We blended on the combs, then the hackle, then used a diz to pull the fibre off of the hackle into top that’s so lovely it takes my breath away. It’s exactly me, and the incredible thing was that I was profoundly skeptical the whole time.  The colours she had me combine were so crazy pants that I only went along because she’s sort of firm, and I didn’t want to hurt her feelings. 
When we’d pulled what we could off the combs/hackles, Deb had us toss our "waste" (what was left in the combs) into a drum carder and make a batt… 

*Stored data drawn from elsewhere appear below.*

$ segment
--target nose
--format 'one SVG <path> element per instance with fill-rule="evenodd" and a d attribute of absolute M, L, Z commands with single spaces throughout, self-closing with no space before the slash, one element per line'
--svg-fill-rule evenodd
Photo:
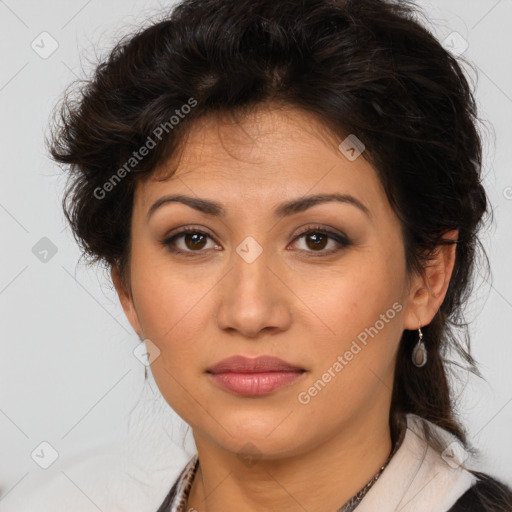
<path fill-rule="evenodd" d="M 254 261 L 234 254 L 233 266 L 224 277 L 217 308 L 220 329 L 247 338 L 285 331 L 291 324 L 292 292 L 263 251 Z"/>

and I’m pretty much in love whith that too – which (may I re-iterate) is also crazypants. There’s any number of unlikely colours in there- red, purple, a revolting neon gree
n.. Deb’s brain is an odd, brilliant and brightly coloured place to spend and afternoon, and I loved it.

I wish I had more pictures.  Pictures that would show you the feelings that there are at SOAR, that wonderful feeling you get when everyone thinks that these things are normal and interesting. The feeling you get when everyone wants desperately to have a conversation about the crimp in your fleece – when everyone is toting a wheel or has roving stuck to their arse – but I don’t, and I’m not sure you can take a picture of that anyway.  I can’t wait until next year.

Denny, RachelH and I made our way home yesterday in a rather epic drive from Wisconsin to Toronto – and I was home just before midnight, and just in time to wish Joe a Happy Birthday.

Today my charming husband is 42 years young, and I love him more with every day he’s here.  Our family has had a difficult and challenging year,  and while I’ve always seen his many charms, watching him rise to every occasion with kindness, humour, grace and patience has only driven my opinion of him to the highest possible place.  Also…

He’s pretty cute.  Happy Birthday Joe. You’re a wonderful husband, friend and father.  I love you.